Directories (and by extension filesystems/volumes/disks) used by Apache Cassandra all serve different purposes:
data- mostly read-heavy unless tables are on LCS with a high-update workload,
commitlog- mostly writes by the nature of commits
solr_data_dir- both reads and writes, purely for Solr (only applies to nodes running DSE with Search enabled)
These directories need to be on separate disks so they are not competing for the same IO bandwidth. However, this isn't necessary when it comes to NVMe SSDs because those are amazingly fast.
noop scheduler (no operation) uses a first-in-first-out (FIFO) algorithm and is good for volumes backed by multiple disks since the IO is spread across the disks.
deadline scheduler splits requests into queues. Each request has a timestamp associated with it and the kernel uses it to calculate an "expiration" on the request, hence the name "deadline". Requests closest to the deadline are prioritised by the scheduler. By default, reads have a shorter expiration (500ms) over writes (5s) effectively prioritising reads over writes.
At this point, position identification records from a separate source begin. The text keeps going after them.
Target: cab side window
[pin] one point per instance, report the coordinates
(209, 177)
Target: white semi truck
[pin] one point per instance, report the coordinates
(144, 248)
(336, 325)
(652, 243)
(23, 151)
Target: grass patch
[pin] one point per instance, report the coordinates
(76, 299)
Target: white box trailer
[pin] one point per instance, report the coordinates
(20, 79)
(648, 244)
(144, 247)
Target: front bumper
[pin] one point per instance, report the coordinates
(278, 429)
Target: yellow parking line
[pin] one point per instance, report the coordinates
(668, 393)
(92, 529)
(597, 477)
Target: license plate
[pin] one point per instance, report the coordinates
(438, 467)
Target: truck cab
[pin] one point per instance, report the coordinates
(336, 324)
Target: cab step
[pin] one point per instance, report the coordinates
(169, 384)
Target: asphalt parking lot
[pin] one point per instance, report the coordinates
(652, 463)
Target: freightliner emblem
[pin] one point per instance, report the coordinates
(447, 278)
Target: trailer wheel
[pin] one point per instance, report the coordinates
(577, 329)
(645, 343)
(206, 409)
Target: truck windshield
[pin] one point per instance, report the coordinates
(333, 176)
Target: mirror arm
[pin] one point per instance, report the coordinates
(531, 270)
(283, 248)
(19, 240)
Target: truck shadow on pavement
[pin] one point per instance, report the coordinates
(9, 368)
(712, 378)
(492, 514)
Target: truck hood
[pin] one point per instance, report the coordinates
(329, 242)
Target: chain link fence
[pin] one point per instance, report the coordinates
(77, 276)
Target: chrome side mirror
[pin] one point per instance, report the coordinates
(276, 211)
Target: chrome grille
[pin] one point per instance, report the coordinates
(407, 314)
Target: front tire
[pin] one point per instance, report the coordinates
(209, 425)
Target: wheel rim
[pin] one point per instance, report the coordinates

data directory is best suited for the
deadline scheduler since reads are given priority over compactions. The choice of scheduler isn't so relevant for the
commitlog since it is almost purely write-only workload.
When it comes to the
solr_data_dir for DSE Search nodes, choose the
noop scheduler when the volume is backed by multiple disks, otherwise use the
deadline scheduler as the default.
As a final point, the choice of scheduler for servers with NVMe SSDs is irrelevant since they are extremely fast and very difficult to saturate. In most cases, it is advisable to not use an I/O scheduler (set to
none) since the kernel will waste resources scheduling I/O requests unnecessarily, again because the disks are very fast.